Hai tratto ispirazione dalla tua vita personale?
Ciò che il film mostra, l'ho realmente sperimentato con mio fratello autistico. D'altra parte, il personaggio di Pierrot non ha nulla a che fare con la personalità di mio fratello Vincent. Mio fratello mi ha portato la sua verità, e ha plasmato il mio modo di affrontare il mondo, ma anche il mio approccio al lavoro. Volevo creare una storia attorno alla connessione attraverso il ritorno alla vita di un uomo diverso.
Come hai scelto i due attori principali?
Ai miei occhi, c'era un solo attore in Francia che potesse interpretare il ruolo di Pierrot: Grégory Gadebois. Incarna perfettamente la sensorialità, la temporalità, l'elemento infantile: era tutto ciò che volevo mostrare. È un attore organico. Con Marie Gillain, che interpreta Camille, avevano già recitato insieme in Les Choses Simples . Marie mi ha deliziato, è una vera attrice, e Dio sa quanto non sia facile con i miei attori! Ho chiesto loro di attraversare una serie di stati d'animo che non erano facili, richiedevano loro di lasciarsi andare davvero.
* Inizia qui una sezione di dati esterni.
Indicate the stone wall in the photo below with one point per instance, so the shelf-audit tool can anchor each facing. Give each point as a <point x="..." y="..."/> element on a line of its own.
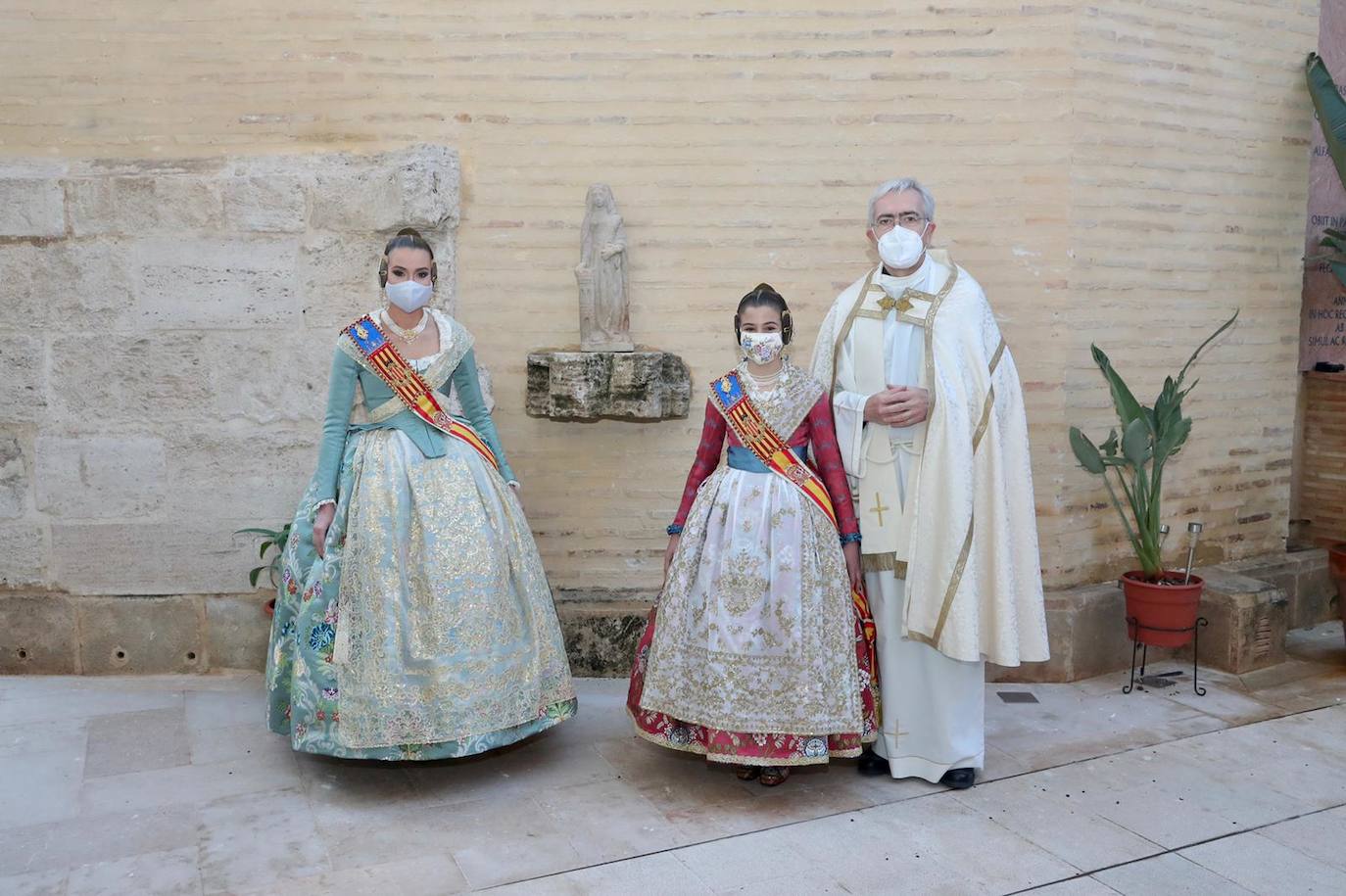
<point x="1123" y="172"/>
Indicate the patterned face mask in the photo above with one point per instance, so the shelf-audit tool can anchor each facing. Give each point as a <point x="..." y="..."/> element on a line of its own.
<point x="762" y="348"/>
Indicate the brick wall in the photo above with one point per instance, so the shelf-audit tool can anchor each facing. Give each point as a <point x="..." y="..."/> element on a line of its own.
<point x="1124" y="172"/>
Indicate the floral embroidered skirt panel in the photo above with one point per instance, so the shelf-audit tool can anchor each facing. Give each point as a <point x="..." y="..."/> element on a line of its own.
<point x="428" y="632"/>
<point x="754" y="653"/>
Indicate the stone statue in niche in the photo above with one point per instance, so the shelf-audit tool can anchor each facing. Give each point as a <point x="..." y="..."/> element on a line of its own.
<point x="607" y="378"/>
<point x="604" y="306"/>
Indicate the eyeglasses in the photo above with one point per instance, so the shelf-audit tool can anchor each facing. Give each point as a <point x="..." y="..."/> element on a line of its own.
<point x="906" y="219"/>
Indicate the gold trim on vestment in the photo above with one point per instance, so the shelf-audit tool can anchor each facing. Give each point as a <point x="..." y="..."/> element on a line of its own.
<point x="953" y="584"/>
<point x="989" y="401"/>
<point x="845" y="328"/>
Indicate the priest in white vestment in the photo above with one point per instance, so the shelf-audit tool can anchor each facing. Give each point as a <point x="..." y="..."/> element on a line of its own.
<point x="932" y="428"/>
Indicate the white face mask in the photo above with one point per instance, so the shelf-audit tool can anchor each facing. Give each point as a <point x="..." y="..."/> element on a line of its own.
<point x="762" y="348"/>
<point x="902" y="248"/>
<point x="409" y="295"/>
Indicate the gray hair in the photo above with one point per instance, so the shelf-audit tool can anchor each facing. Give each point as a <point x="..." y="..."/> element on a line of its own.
<point x="902" y="184"/>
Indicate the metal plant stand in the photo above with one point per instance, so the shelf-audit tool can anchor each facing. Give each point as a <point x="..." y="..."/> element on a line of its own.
<point x="1136" y="646"/>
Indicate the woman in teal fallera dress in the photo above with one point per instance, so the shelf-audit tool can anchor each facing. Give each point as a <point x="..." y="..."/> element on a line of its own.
<point x="413" y="619"/>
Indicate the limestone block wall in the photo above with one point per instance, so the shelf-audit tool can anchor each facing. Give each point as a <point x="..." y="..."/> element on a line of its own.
<point x="1122" y="172"/>
<point x="168" y="337"/>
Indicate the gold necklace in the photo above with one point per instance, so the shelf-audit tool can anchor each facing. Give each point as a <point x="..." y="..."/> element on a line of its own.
<point x="407" y="335"/>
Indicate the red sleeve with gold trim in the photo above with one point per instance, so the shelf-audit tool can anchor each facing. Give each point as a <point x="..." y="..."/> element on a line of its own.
<point x="823" y="435"/>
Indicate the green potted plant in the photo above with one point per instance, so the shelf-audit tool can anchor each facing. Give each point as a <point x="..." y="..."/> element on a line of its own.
<point x="274" y="541"/>
<point x="1161" y="603"/>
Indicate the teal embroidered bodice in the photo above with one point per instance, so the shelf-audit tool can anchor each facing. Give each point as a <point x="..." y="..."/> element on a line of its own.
<point x="454" y="367"/>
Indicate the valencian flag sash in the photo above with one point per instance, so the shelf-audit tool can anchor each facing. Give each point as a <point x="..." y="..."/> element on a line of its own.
<point x="766" y="445"/>
<point x="409" y="385"/>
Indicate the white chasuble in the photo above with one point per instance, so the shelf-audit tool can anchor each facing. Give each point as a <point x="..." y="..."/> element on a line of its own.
<point x="950" y="593"/>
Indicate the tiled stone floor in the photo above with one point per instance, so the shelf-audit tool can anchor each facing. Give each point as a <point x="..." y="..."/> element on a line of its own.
<point x="171" y="784"/>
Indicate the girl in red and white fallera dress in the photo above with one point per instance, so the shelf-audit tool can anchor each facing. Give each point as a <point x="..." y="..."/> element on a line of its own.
<point x="759" y="650"/>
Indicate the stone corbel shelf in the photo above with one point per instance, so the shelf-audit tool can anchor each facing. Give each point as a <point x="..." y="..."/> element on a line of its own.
<point x="644" y="385"/>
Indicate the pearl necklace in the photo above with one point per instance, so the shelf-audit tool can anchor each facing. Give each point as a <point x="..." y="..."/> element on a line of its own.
<point x="407" y="335"/>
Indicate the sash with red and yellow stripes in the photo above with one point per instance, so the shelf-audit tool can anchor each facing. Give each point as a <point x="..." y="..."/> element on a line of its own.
<point x="766" y="445"/>
<point x="409" y="386"/>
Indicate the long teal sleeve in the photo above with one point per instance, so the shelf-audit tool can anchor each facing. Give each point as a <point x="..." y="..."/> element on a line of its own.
<point x="474" y="407"/>
<point x="341" y="396"/>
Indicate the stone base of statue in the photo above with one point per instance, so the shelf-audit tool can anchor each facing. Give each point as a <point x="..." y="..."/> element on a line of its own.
<point x="641" y="385"/>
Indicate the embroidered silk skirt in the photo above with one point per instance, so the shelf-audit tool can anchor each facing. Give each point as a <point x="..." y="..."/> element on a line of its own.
<point x="754" y="653"/>
<point x="428" y="632"/>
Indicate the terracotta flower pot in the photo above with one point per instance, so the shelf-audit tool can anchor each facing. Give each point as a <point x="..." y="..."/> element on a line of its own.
<point x="1161" y="611"/>
<point x="1337" y="569"/>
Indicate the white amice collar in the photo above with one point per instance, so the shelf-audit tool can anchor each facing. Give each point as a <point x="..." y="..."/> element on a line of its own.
<point x="914" y="280"/>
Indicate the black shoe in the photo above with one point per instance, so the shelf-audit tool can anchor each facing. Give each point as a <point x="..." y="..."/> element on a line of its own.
<point x="873" y="765"/>
<point x="958" y="778"/>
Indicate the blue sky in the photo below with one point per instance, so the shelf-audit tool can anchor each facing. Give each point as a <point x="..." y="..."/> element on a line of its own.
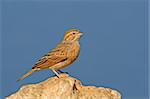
<point x="114" y="48"/>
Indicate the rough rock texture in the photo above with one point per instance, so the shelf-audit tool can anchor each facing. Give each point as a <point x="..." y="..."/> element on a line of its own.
<point x="64" y="87"/>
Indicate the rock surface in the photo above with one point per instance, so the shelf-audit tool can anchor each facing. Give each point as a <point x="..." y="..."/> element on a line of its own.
<point x="64" y="87"/>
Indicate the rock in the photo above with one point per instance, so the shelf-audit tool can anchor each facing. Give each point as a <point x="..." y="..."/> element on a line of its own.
<point x="64" y="87"/>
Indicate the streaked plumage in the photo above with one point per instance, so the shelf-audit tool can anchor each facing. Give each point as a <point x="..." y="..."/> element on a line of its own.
<point x="63" y="55"/>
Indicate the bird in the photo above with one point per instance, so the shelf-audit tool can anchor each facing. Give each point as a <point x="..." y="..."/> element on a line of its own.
<point x="64" y="54"/>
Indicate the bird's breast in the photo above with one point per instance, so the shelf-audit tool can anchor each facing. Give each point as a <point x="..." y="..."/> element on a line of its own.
<point x="74" y="52"/>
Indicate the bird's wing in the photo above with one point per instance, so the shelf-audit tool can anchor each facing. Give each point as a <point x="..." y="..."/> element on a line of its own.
<point x="57" y="55"/>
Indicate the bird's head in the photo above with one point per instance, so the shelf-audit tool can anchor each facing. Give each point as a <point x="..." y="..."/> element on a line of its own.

La musica gioca un ruolo importante in questo lungometraggio... È simbolico?
Il film è molto musicale, integra fin dall'inizio la sceneggiatura "La canzone di Pierrot" che scandisce la storia. Ho scelto " Ce n'est rien" di Julien Clerc, che simboleggia l'impermanenza. Tutto passa... Tutti attraversiamo l'ombra e la luce. Per me, questa canzone è stata una scelta ovvia, è terapeutica per Pierrot nel momento in cui subisce l'invasione dei suoi problemi. Volevo anche scegliere una canzone che ci unisse, che facesse appello alla nostra memoria collettiva.
Quale messaggio hai cercato di trasmettere?
Non volevo ridurre il film all'autismo, alla mia storia personale o alla disabilità. Volevo piuttosto affrontare ciò che l'esperienza della differenza condiziona, in relazione all'evoluzione della nostra società: il peso psicologico di chi si prende cura di qualcuno, la solidarietà, la potente ricerca di soluzioni adattate per trovare un significato e il posto di ogni persona. Volevo mettere in luce la vita quotidiana di chi si prende cura di qualcuno. E come trasmettere la difficoltà che i miei personaggi hanno a vivere nel loro tempo. Questo era il mio obiettivo.
> Di Hélène Medigue. Con Stéphane Cabel, Con Marie Gillain, Grégory Gadebois, Patrick Mille... 1h39. Commedia drammatica. La nostra opinione: 4/5.